A review of recent studies by Rodriguez-Barranco et al. (2013) found that in all studies a 50% increase in manganese levels, as measured in hair, led to a 0.7 point decrease in IQ for children ages 6-13 (Rodríguez-Barranco et al., 2013). Evidence suggests that
exposure between 100 to 1000 µg/L can lead to negative impacts on the
neurodevelopment of children. This amount can often be found in drinking water (Benson et al., 2017) and 44% (339) of the groundwater and surface water samples analyzed in this study had manganese levels above 100 µg/L.
5.3 Water Quality on the Watershed Scale 5.3.1 Beaver Watershed
Clearly the Beaver Watershed is one that requires more study and more samples before any meaningful conclusions can be made. Since only one sample was collected in the Beaver Watershed it is difficult to determine any trends present. However, the one sample that was collected did have detectable levels of bromide, a useful indicator in determining impact due to extractive activities (Wilson & Van Briesen, 2013) (Figure 63).
5.3.2 Connoquenessing Watershed
The Connoquenessing Watershed was the most heavily sampled of all watersheds in this study. This is due in large part to two Stolz Lab dedicated projects centering in Butler County, the county in which most of the Connoquenessing Watershed is located.
A total of 271 water samples were taken in the Connoquenessing Watershed between 2011 and 2016. In general, there remain high quality drinking water resources in the watershed. However, there were many instances of potential impact.
Iron and manganese were the two parameters measured of greatest concern in the Connoquenessing Watershed. Both median and average manganese levels were above the SMCL for groundwater and surface water in the Connoquenessing Watershed. Iron levels were also high, with the average above the SMCL for groundwater, but not for surface water. Though both iron and manganese had elevated levels, manganese clearly had the greatest levels in the Connoquenessing Watershed (Figure 36, Figure 37).
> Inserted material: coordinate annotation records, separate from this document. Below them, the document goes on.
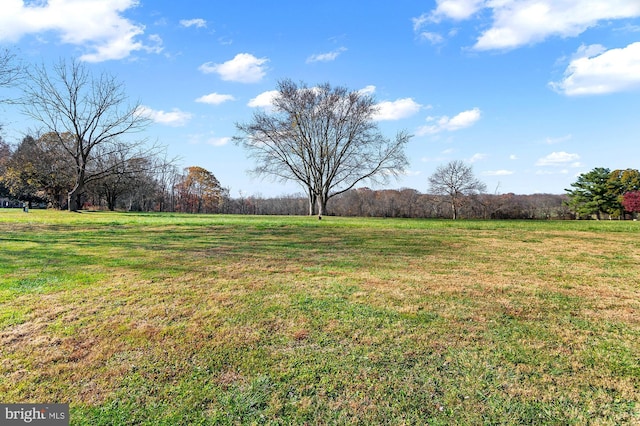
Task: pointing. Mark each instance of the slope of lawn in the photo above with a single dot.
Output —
(187, 319)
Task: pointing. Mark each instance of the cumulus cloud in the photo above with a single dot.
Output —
(595, 71)
(560, 158)
(498, 172)
(97, 26)
(174, 118)
(477, 157)
(215, 98)
(368, 90)
(450, 124)
(557, 140)
(517, 23)
(326, 57)
(243, 68)
(396, 110)
(197, 22)
(215, 141)
(263, 100)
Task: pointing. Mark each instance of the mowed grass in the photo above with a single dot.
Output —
(187, 319)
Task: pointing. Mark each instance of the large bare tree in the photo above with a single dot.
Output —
(456, 181)
(94, 111)
(324, 138)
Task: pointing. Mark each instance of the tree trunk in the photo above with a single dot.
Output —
(312, 203)
(74, 198)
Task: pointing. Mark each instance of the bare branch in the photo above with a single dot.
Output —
(324, 138)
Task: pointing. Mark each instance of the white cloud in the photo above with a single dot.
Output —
(517, 23)
(263, 100)
(559, 159)
(557, 140)
(215, 98)
(396, 110)
(498, 172)
(431, 37)
(455, 9)
(214, 141)
(369, 90)
(175, 118)
(444, 123)
(243, 68)
(326, 57)
(198, 23)
(596, 72)
(477, 157)
(97, 26)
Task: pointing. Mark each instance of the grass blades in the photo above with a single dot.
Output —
(187, 319)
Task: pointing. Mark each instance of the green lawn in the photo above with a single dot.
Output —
(188, 319)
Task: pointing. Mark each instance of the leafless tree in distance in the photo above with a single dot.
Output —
(324, 138)
(87, 114)
(456, 181)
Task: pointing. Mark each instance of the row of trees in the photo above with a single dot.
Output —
(37, 171)
(603, 193)
(410, 203)
(324, 138)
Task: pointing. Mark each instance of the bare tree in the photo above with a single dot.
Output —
(456, 181)
(93, 110)
(323, 138)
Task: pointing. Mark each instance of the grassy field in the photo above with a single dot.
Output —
(187, 319)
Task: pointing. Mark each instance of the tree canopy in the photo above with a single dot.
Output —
(601, 191)
(324, 138)
(456, 181)
(85, 115)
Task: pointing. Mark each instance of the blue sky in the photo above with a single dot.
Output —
(530, 92)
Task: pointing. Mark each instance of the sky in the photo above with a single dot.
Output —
(531, 93)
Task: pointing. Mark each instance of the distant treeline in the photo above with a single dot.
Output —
(409, 203)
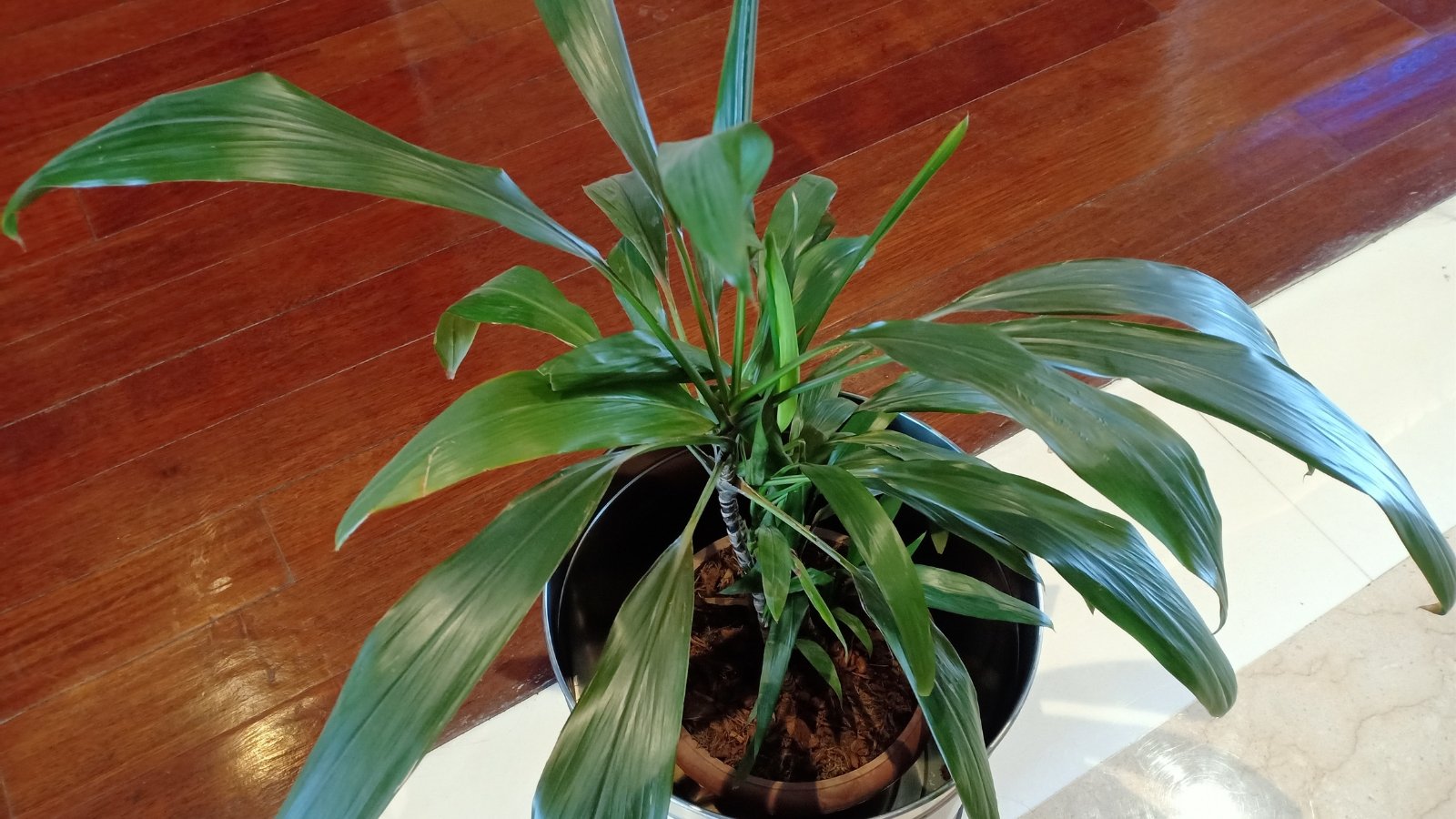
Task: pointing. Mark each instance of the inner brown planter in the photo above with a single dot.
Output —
(888, 726)
(647, 508)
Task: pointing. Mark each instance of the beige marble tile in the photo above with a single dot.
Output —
(1350, 719)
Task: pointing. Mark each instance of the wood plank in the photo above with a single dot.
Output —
(1390, 98)
(434, 73)
(167, 66)
(1434, 15)
(1011, 191)
(137, 717)
(242, 774)
(1145, 217)
(114, 726)
(1334, 215)
(73, 634)
(26, 16)
(108, 33)
(201, 305)
(322, 67)
(939, 80)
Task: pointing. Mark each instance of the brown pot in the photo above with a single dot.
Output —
(800, 799)
(805, 799)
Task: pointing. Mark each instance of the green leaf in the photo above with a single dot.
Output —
(517, 417)
(615, 755)
(885, 557)
(810, 588)
(625, 359)
(1125, 286)
(710, 184)
(261, 128)
(1263, 395)
(633, 276)
(589, 35)
(433, 646)
(778, 651)
(950, 709)
(965, 595)
(635, 212)
(819, 278)
(902, 205)
(797, 217)
(856, 627)
(819, 659)
(735, 85)
(774, 559)
(1099, 554)
(1120, 450)
(521, 296)
(915, 392)
(881, 446)
(779, 310)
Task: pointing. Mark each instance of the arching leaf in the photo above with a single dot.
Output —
(1120, 450)
(521, 296)
(262, 128)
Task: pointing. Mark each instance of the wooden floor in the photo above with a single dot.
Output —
(194, 380)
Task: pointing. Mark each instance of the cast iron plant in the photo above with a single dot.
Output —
(756, 397)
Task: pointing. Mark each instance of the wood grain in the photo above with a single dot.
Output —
(197, 379)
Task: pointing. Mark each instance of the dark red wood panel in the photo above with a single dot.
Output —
(198, 379)
(1436, 15)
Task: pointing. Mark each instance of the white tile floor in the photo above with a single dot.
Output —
(1376, 331)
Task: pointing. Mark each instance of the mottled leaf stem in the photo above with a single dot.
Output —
(739, 532)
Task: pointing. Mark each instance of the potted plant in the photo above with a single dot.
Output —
(830, 508)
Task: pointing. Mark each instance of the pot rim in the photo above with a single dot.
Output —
(931, 800)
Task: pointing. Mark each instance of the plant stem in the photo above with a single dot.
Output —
(713, 401)
(739, 319)
(739, 533)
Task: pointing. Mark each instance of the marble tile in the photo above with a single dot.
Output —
(1388, 358)
(1097, 690)
(1350, 719)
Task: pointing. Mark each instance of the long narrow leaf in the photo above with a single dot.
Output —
(797, 216)
(1120, 450)
(778, 651)
(1101, 555)
(433, 646)
(589, 36)
(517, 417)
(710, 182)
(635, 285)
(902, 205)
(875, 537)
(820, 276)
(822, 663)
(916, 392)
(775, 562)
(521, 296)
(615, 755)
(1261, 395)
(950, 709)
(623, 359)
(965, 595)
(1125, 286)
(261, 128)
(735, 84)
(632, 208)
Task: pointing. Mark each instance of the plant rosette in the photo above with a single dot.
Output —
(727, 354)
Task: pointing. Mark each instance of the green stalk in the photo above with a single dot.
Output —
(696, 293)
(739, 321)
(713, 401)
(768, 504)
(841, 375)
(772, 379)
The iron and manganese levels in the Connoquenessing Watershed were above those of most other watersheds sampled during this study.
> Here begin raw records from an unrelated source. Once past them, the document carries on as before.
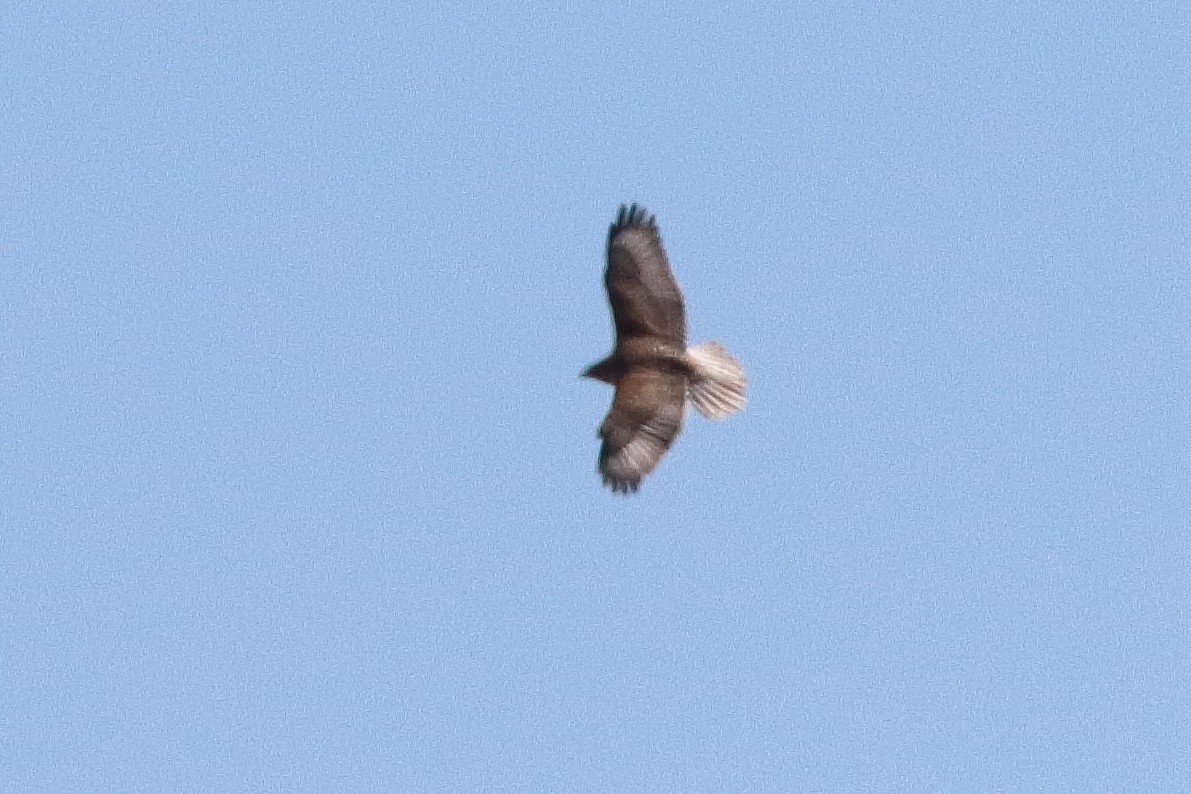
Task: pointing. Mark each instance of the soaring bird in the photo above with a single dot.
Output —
(652, 368)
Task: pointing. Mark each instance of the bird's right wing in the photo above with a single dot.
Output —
(644, 420)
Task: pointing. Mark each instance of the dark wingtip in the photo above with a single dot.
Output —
(633, 216)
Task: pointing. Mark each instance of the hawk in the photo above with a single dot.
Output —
(652, 368)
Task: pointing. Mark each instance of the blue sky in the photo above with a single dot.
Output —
(299, 488)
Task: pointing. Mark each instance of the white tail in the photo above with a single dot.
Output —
(717, 387)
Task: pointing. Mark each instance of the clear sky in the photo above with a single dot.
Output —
(299, 489)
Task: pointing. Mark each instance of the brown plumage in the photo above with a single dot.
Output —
(653, 370)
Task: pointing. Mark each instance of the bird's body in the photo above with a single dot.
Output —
(653, 370)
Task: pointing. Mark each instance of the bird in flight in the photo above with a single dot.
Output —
(652, 368)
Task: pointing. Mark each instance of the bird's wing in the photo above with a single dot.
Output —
(644, 297)
(644, 420)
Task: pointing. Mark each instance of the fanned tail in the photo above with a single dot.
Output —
(717, 387)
The Connoquenessing Watershed has both the highest number of samples that were identified as potentially impacted (105/271) using four different chemical ratio graphs, and the highest number of samples with bromide detected (101/265) (Table 7, Figure 36, Figure 37). As bromide is a potential indicator of extractive activities the fact that 101 of the 265 groundwater samples taken had bromide seems to suggest some level of impact occurring within the watershed. The areas of potential impact appear to be localized, and often are contained to a single location. Three such areas are identified and circled in red in Figure 81. Of those samples determined to be impacted, 28 (27%) of
them were within 2500 ft. of an unconventional well. This could indicate that unconventional wells are impacting those drinking water resources.
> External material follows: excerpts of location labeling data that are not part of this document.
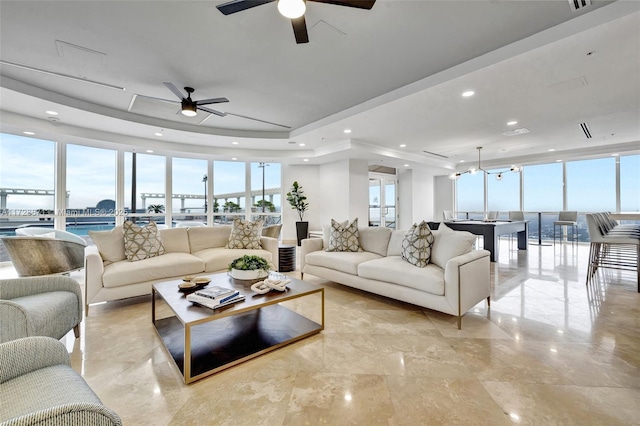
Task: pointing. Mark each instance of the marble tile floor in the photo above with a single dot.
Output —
(550, 351)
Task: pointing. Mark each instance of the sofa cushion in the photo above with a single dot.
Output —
(219, 258)
(245, 234)
(344, 238)
(175, 240)
(155, 268)
(110, 244)
(394, 270)
(449, 244)
(141, 242)
(416, 246)
(375, 239)
(340, 261)
(395, 242)
(203, 237)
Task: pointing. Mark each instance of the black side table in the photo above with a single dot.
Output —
(287, 258)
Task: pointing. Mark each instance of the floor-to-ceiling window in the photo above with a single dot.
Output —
(229, 190)
(266, 192)
(91, 188)
(149, 185)
(189, 183)
(630, 183)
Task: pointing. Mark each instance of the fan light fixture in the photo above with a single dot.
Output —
(291, 9)
(188, 109)
(474, 170)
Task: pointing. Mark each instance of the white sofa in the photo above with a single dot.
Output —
(455, 280)
(188, 251)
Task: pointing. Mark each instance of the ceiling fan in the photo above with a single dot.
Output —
(292, 9)
(190, 107)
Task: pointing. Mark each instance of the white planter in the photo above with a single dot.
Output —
(248, 275)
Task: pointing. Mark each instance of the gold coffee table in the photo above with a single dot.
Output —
(203, 341)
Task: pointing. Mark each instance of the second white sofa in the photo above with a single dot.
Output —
(456, 279)
(188, 251)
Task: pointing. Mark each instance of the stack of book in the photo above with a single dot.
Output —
(215, 297)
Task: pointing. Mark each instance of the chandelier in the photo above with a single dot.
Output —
(474, 170)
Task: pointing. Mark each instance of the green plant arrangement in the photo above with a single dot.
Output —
(297, 200)
(250, 263)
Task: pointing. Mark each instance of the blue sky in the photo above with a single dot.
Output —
(91, 174)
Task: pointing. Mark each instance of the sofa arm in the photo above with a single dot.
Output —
(467, 280)
(271, 245)
(71, 414)
(307, 246)
(22, 356)
(93, 270)
(28, 286)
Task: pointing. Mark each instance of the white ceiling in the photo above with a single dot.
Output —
(393, 75)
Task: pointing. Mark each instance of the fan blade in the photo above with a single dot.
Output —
(175, 90)
(300, 30)
(211, 101)
(257, 119)
(360, 4)
(212, 111)
(240, 5)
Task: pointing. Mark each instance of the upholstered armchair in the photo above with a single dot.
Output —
(39, 306)
(38, 387)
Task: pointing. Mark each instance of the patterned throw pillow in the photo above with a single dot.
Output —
(344, 238)
(142, 242)
(245, 234)
(416, 246)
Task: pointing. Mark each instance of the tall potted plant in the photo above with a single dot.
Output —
(298, 201)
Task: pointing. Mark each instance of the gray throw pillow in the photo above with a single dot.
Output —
(142, 242)
(416, 246)
(344, 238)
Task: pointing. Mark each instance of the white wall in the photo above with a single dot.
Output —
(338, 190)
(416, 193)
For most of the chemical ratio graphs potentially impacted samples fell either close to the Venango County conventional brine, or between the brine and the flowback or produced waters (Figure 59, Table 7). This could indicate that there are several instances in the Connoquenessing Watershed where drinking water resources have been impacted by underground pathways with access to brines, flowback or produced waters.
The high number of unconventional wells drilled within the Connoquenessing Watershed, and the number of samples identified as potentially impacted either by conventional oil brines, or produced waters, suggest they have been impacted by oil and gas operations.
Figure 81-Map showing all points taken, impacted points, and unconventional wells in the Connoquenessing Watershed, red circles indicate areas of high density for potentially impacted points. Potentially impacted points are indicated in red. (SPUD, PASDA)
5.3.3 Kiskiminetas Watershed
Since no surface water samples were taken in the Kiskiminetas Watershed during this study no conclusions can be made about the potential impacts of anthropogenic activities on the surface water within the watershed. Nine groundwater samples were taken, four of which were all in the same general area. This makes it difficult to make any meaningful conclusions regarding the general groundwater quality in the Kiskiminetas Watershed. Within the nine samples taken, water quality was generally very good.
Neither the average nor the median for either iron or manganese were above the SMCL.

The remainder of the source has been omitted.